Nowhere else is this conflict between the old and new so apparent as in infamous East Berlin. Now a major civic center, modern banks, office buildings, and temples of capitalism now reside in the former Soviet bastions of Alexanderplatz and Nikolaiviertel. Truly, the only scraps of East Germany I can find are a 200-meter length of the concrete wall and a copper plaque laid into the concrete of Birchbuschstrasse that reads, “You are now crossing Checkpoint Charlie”. Berlin is a town in transition. One needs only to look up towards the space age Fernsehturm, standing like a sentinel above the glimmering city below, to see how this is true.

So with my taste for Soviet chic not yet sated, I decided to move further east across the German border into lands that less than twenty years ago were veiled well behind the iron curtain. In the dying light of sunset, we coast south through farmlands towards the industrial city of Dresden, a mere ninty minute ride from Berlin via the sleek and powerful ICE bullet train. In the Saxon capital I switch to a much slower Soviet-era train, heading across the border into the Czech province of Bohemia. Like stepping from a Porsche and getting into a Yugo, the shift is shocking, but I take solace in the fact that I’m on the right track. As darkness falls over the borderland, I let the rhythm of the tracks lull me into what will prove to be a restless night.

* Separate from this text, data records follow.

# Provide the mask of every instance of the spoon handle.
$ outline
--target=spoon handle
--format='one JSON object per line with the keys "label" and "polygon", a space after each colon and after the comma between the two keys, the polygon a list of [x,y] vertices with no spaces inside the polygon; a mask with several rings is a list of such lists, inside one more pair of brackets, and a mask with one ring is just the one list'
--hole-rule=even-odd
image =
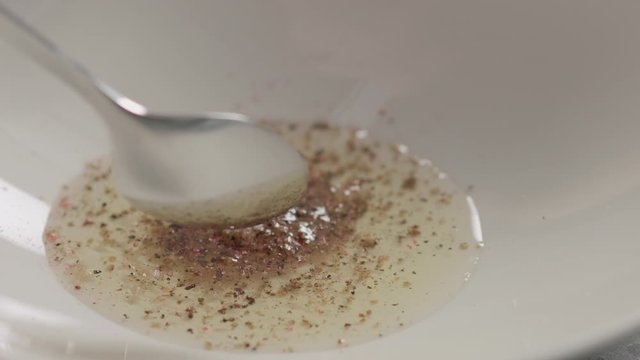
{"label": "spoon handle", "polygon": [[[109,115],[113,115],[115,110],[113,105],[122,108],[126,105],[122,102],[126,101],[139,106],[138,111],[133,111],[134,113],[146,112],[142,105],[120,95],[112,87],[96,79],[84,66],[65,54],[51,40],[2,2],[0,2],[0,37],[64,81],[103,115],[105,120],[112,118]],[[127,108],[127,110],[132,109]]]}

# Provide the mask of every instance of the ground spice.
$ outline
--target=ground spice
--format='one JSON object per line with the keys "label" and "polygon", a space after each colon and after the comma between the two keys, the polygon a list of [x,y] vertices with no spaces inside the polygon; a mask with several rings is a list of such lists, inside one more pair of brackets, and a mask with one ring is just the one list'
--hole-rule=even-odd
{"label": "ground spice", "polygon": [[[248,228],[220,230],[146,219],[152,236],[142,244],[142,249],[153,248],[165,262],[171,259],[171,267],[185,269],[188,278],[183,281],[193,281],[185,290],[193,289],[202,279],[216,283],[283,272],[320,249],[327,251],[347,241],[356,221],[367,210],[366,194],[332,192],[330,175],[313,169],[311,174],[300,204],[270,221]],[[300,288],[299,281],[291,281],[280,289],[281,295],[296,288]]]}
{"label": "ground spice", "polygon": [[110,168],[96,161],[80,191],[56,202],[44,236],[50,263],[69,288],[82,285],[78,297],[91,296],[120,323],[205,349],[215,340],[216,349],[294,351],[291,344],[318,339],[335,346],[339,331],[338,345],[392,332],[423,304],[398,300],[432,291],[415,270],[453,258],[429,254],[447,244],[467,249],[467,259],[476,249],[457,240],[457,223],[441,213],[452,192],[406,146],[323,122],[276,126],[287,129],[300,132],[290,138],[309,160],[310,182],[286,213],[228,229],[158,221],[124,202]]}

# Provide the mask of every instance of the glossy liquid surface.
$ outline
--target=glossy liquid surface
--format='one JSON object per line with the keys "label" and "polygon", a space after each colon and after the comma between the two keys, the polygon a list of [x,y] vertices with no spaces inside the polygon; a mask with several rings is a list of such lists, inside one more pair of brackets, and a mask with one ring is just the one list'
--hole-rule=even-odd
{"label": "glossy liquid surface", "polygon": [[299,206],[244,229],[172,225],[133,209],[108,159],[96,160],[48,221],[62,284],[164,341],[290,352],[410,326],[469,279],[482,245],[477,213],[430,162],[364,130],[271,126],[309,160]]}

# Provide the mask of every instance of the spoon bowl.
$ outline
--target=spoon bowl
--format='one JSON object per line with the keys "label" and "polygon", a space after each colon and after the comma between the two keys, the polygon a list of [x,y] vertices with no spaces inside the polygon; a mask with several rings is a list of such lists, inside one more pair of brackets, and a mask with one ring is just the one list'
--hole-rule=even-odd
{"label": "spoon bowl", "polygon": [[140,210],[177,223],[241,225],[284,212],[304,193],[304,159],[246,116],[155,113],[96,79],[2,4],[0,31],[101,115],[118,191]]}

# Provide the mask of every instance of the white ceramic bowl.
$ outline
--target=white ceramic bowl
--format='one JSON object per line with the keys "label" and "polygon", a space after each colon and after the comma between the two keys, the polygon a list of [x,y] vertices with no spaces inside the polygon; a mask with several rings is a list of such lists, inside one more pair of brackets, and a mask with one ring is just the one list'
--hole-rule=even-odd
{"label": "white ceramic bowl", "polygon": [[640,2],[10,3],[159,110],[329,118],[408,144],[473,185],[487,246],[444,308],[339,351],[205,353],[122,329],[58,286],[40,246],[104,128],[0,43],[0,356],[541,359],[640,324]]}

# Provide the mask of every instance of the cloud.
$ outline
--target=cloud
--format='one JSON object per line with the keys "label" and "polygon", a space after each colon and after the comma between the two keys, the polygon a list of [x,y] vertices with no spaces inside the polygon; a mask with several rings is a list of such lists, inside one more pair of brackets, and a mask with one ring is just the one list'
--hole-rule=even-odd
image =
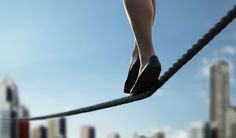
{"label": "cloud", "polygon": [[210,74],[210,67],[212,64],[213,60],[212,59],[208,59],[208,58],[203,58],[201,60],[201,67],[200,67],[200,76],[204,77],[204,78],[208,78],[209,74]]}
{"label": "cloud", "polygon": [[168,134],[172,132],[174,129],[172,126],[164,126],[163,128],[156,128],[153,129],[152,134],[158,133],[158,132],[164,132],[165,134]]}
{"label": "cloud", "polygon": [[221,52],[223,54],[234,56],[234,55],[236,55],[236,47],[226,45],[221,49]]}
{"label": "cloud", "polygon": [[172,135],[169,136],[169,138],[187,138],[187,132],[176,130]]}
{"label": "cloud", "polygon": [[173,128],[172,126],[165,126],[163,129],[155,129],[153,133],[164,132],[167,138],[187,138],[187,131]]}

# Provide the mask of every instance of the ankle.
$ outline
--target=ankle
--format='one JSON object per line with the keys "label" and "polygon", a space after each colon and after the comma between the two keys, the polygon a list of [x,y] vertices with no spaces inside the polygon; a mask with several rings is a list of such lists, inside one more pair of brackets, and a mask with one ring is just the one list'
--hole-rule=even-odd
{"label": "ankle", "polygon": [[135,61],[139,58],[139,55],[138,54],[132,54],[132,57],[131,57],[131,60],[132,61]]}
{"label": "ankle", "polygon": [[149,61],[149,59],[150,59],[152,56],[156,56],[156,54],[153,52],[153,53],[149,53],[149,54],[146,54],[146,55],[142,55],[142,56],[140,57],[140,61],[141,61],[140,69],[141,69],[141,70],[143,69],[143,67],[146,65],[146,63]]}
{"label": "ankle", "polygon": [[137,46],[135,45],[134,50],[132,52],[132,60],[136,60],[137,58],[139,58],[139,53],[138,53]]}

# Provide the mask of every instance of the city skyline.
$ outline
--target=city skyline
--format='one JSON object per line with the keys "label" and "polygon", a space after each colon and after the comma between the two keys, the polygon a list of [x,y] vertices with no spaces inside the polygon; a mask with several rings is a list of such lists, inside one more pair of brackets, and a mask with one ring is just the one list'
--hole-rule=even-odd
{"label": "city skyline", "polygon": [[[190,123],[185,138],[233,138],[236,136],[236,106],[230,103],[230,62],[217,60],[209,67],[209,116],[207,122]],[[29,117],[29,110],[20,103],[14,81],[6,76],[0,81],[0,115],[2,118]],[[10,108],[5,108],[8,104]],[[9,113],[8,113],[9,112]],[[7,114],[5,114],[7,113]],[[8,127],[9,126],[9,127]],[[67,138],[65,118],[48,120],[47,127],[40,125],[29,129],[25,120],[0,120],[0,135],[4,138]],[[80,138],[96,138],[94,126],[81,126]],[[119,133],[110,133],[108,138],[120,138]],[[165,132],[157,131],[151,137],[133,134],[133,138],[165,138]]]}
{"label": "city skyline", "polygon": [[[163,72],[234,4],[158,1],[153,44]],[[134,39],[122,1],[1,1],[0,17],[0,78],[11,75],[30,116],[124,96]],[[230,61],[230,101],[236,105],[235,26],[234,21],[149,99],[68,117],[68,137],[76,138],[85,124],[96,126],[98,137],[113,131],[149,136],[162,129],[168,138],[182,138],[190,122],[209,120],[209,66],[219,58]],[[41,124],[47,126],[37,121],[31,127]]]}

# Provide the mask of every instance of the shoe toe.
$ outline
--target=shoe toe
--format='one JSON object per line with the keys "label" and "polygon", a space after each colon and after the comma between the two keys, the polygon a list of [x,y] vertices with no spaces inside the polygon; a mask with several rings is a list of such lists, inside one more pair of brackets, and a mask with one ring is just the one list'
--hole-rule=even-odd
{"label": "shoe toe", "polygon": [[130,90],[138,77],[139,67],[140,62],[139,59],[137,59],[129,69],[128,76],[124,84],[124,93],[130,93]]}

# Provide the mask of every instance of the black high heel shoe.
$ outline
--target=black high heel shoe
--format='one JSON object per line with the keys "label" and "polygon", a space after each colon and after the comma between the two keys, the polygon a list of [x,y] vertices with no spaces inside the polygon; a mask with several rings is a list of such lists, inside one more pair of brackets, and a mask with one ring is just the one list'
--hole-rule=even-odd
{"label": "black high heel shoe", "polygon": [[131,89],[131,94],[139,94],[147,90],[155,89],[157,86],[156,79],[159,78],[160,73],[161,64],[157,56],[152,56],[139,74]]}
{"label": "black high heel shoe", "polygon": [[138,77],[140,67],[139,57],[133,62],[132,65],[129,67],[128,76],[124,84],[124,92],[130,93],[131,88],[135,84],[135,81]]}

Prague is utterly perplexing to the new arrival. It’s still dark the next morning as we chug into the main train station, a monstrous iron structure on the Far East side of town. I step out into a city doused in the greyness of pre-dawn. A sleepless night and a new city leave me with an unsettling, lonely feeling, as I try to navigate the dark industrial blocks that surround the station. It becomes suddenly obvious why this is the hometown of that master of isolation, Franz Kafka. Although widely read as one of the great German writers, young Kafka spent much of his life roaming the early morning streets of Prague, developing the modern ennui that helped define the early 20th century.

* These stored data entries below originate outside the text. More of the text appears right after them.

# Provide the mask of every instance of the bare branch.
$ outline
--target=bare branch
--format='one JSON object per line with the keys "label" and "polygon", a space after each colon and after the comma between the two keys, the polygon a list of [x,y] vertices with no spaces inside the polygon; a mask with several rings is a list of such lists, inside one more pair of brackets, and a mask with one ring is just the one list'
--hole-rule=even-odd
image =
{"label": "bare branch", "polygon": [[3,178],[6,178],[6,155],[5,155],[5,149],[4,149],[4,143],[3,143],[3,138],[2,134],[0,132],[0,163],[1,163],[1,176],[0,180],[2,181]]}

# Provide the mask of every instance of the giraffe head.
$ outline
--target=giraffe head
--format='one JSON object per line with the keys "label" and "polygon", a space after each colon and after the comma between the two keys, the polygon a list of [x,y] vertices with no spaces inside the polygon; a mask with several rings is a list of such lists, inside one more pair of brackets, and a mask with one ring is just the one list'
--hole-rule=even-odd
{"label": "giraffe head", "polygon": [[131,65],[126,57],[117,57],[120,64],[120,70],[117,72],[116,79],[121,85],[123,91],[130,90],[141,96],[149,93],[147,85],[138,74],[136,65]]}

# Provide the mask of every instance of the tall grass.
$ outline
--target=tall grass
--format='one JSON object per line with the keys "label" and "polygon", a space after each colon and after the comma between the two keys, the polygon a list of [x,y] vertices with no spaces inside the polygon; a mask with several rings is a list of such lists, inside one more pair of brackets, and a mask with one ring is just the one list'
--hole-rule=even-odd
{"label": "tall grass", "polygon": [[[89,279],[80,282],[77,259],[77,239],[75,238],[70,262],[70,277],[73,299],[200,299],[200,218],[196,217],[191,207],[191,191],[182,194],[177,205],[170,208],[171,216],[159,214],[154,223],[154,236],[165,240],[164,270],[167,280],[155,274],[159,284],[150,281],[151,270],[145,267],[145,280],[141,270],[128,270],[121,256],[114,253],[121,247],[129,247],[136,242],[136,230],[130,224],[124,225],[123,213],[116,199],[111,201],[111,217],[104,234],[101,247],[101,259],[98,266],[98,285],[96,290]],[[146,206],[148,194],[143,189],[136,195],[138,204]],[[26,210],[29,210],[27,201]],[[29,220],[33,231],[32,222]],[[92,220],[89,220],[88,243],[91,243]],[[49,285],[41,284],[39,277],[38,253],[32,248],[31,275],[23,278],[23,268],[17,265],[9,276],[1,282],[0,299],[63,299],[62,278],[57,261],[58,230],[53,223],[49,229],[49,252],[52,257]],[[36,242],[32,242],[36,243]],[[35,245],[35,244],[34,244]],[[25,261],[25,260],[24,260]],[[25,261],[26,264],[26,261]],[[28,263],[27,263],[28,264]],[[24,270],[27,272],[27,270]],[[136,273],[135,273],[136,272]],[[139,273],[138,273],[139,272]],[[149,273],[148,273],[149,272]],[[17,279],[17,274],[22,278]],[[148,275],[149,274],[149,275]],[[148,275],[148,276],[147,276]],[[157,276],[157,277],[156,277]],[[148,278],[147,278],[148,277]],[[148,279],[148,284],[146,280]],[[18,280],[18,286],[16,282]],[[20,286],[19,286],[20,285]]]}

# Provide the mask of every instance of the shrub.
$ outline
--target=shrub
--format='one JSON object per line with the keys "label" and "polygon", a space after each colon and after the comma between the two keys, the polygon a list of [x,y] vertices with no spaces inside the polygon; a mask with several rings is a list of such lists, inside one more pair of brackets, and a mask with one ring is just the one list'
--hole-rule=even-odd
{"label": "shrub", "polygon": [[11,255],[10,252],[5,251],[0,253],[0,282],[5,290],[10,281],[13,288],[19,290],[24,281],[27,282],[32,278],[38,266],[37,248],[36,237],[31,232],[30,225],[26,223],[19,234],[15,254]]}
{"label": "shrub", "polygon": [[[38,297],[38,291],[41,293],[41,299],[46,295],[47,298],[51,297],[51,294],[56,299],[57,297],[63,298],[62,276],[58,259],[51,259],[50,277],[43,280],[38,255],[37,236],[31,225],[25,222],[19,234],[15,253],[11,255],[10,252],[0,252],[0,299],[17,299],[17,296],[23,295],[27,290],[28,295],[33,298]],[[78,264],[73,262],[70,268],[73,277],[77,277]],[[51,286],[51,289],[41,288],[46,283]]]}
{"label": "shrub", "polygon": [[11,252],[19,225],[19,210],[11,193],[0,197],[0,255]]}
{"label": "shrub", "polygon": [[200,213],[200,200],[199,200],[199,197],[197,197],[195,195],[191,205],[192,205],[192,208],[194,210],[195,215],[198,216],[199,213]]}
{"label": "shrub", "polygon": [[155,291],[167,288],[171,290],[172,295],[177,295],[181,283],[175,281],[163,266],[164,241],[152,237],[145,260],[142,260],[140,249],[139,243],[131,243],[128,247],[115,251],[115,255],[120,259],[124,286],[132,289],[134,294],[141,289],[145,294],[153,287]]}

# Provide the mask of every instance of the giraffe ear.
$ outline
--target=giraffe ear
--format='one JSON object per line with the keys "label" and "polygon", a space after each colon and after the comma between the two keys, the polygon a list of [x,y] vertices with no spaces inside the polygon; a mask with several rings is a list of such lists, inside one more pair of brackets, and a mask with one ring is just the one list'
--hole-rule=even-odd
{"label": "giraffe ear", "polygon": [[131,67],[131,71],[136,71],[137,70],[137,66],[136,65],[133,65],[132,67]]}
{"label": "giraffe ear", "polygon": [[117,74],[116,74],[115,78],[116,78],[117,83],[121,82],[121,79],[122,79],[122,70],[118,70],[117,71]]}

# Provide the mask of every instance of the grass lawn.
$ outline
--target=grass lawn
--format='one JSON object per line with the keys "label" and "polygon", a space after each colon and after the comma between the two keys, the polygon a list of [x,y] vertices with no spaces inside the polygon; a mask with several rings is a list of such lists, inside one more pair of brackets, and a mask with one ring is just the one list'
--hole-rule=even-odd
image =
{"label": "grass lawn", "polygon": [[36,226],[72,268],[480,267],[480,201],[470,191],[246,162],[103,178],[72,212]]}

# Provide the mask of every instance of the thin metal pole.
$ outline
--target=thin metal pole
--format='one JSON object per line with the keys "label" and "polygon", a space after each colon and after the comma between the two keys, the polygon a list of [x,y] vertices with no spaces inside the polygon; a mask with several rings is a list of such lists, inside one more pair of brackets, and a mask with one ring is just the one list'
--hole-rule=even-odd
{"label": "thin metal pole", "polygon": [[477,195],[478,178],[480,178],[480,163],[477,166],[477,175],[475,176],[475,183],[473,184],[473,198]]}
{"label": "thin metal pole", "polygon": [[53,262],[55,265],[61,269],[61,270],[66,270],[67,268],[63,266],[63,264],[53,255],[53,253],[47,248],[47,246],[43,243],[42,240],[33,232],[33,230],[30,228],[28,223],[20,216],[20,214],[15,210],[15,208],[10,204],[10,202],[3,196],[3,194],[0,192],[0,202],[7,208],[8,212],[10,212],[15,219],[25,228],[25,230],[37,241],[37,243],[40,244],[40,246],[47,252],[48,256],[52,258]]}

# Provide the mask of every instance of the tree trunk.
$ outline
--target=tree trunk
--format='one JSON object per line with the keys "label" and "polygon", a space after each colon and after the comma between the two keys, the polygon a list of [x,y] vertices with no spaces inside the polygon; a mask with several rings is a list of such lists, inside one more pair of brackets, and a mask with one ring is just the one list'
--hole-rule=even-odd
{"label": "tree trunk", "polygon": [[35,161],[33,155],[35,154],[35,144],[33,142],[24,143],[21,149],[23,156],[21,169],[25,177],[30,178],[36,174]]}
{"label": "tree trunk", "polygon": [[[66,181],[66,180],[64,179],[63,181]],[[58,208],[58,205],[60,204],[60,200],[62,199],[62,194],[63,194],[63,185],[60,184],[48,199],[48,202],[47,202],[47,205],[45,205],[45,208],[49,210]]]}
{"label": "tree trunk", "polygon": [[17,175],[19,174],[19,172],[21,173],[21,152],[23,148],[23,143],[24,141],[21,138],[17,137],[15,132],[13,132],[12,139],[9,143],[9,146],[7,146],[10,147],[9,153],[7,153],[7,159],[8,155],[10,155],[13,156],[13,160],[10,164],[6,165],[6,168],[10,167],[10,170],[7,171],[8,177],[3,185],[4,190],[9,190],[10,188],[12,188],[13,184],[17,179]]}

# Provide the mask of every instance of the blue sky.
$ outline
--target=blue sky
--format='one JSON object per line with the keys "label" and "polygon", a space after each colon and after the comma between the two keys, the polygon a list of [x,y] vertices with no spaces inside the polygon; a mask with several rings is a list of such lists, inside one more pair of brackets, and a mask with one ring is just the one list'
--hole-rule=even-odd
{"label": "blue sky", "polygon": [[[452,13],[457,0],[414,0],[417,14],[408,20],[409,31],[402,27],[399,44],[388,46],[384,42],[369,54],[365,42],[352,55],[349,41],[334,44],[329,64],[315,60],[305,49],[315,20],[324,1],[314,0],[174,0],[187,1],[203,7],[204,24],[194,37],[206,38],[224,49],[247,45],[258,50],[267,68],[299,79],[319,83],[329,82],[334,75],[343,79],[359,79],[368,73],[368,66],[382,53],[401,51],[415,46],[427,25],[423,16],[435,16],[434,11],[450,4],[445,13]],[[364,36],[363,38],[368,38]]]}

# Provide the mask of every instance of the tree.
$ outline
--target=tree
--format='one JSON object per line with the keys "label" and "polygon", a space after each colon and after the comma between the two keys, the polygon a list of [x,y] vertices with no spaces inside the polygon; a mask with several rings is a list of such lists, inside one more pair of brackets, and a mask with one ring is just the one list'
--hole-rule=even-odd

I work my way west as the sun begins to rise behind me. The sense of isolation fades in the busying streets, but the confusion remains. Narrow medieval lanes seem to begin and end of their own accord, presumably following the curve of the Vltava River as it cuts a wide arc through the heart of the city. Somehow I find the grand boulevard of Wenceslas Square – a strip crowded with shops, restaurants, and small pubs that funnels new arrivals into the Staré Mêsto (Old Town). A statue of  King Wenseslas on horseback stands guard at the foot of the National Museum on the square’s southeast end. Today the square is a symbol of the richness of Prague’s commerce, but during the communist era it served a much different purpose. It was here that thousands of young Czechs protested the Soviet invasion in the 1960s. The famed student activists Jan Palach and Jan Zajic burned themselves alive on these very cobblestones as an act of martyrdom, demanding the freedom of their homeland.

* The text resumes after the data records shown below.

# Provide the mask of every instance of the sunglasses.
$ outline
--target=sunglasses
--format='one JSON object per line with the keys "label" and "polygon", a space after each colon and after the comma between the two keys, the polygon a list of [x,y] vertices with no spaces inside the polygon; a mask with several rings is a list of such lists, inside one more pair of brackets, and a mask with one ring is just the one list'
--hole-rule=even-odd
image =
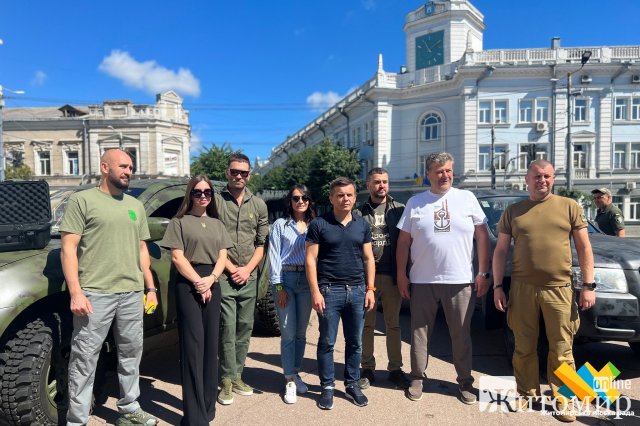
{"label": "sunglasses", "polygon": [[242,176],[243,178],[249,177],[249,170],[238,170],[238,169],[229,169],[229,174],[231,176]]}
{"label": "sunglasses", "polygon": [[213,195],[213,191],[210,189],[205,189],[204,191],[201,189],[192,189],[191,190],[191,196],[195,197],[195,198],[202,198],[202,196],[205,196],[207,198],[211,198],[211,196]]}
{"label": "sunglasses", "polygon": [[309,197],[308,195],[294,195],[291,197],[291,199],[296,203],[300,200],[302,200],[305,203],[308,203],[309,201],[311,201],[311,197]]}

I continue past vendors selling fried cheese and sausage, and slip into the heart of the old quarter. The deep, shadowed avenues are mesmerizing. The city here is literally golden; smoke-streaked sandstone glows with a kind of dull luster, like a grandmother’s old ring that begs for a good shining. But characteristically, no polish has come to Prague’s worn facades – and that may well be the essence of her charm. The signature of countless centuries are inscribed on the very walls of the city. The relative insignificance of Prague as a military target saved it from WWII bombers. The city remains more or less intact, a rarity on a continent where so many old cities were rebuilt merely half-a-century ago.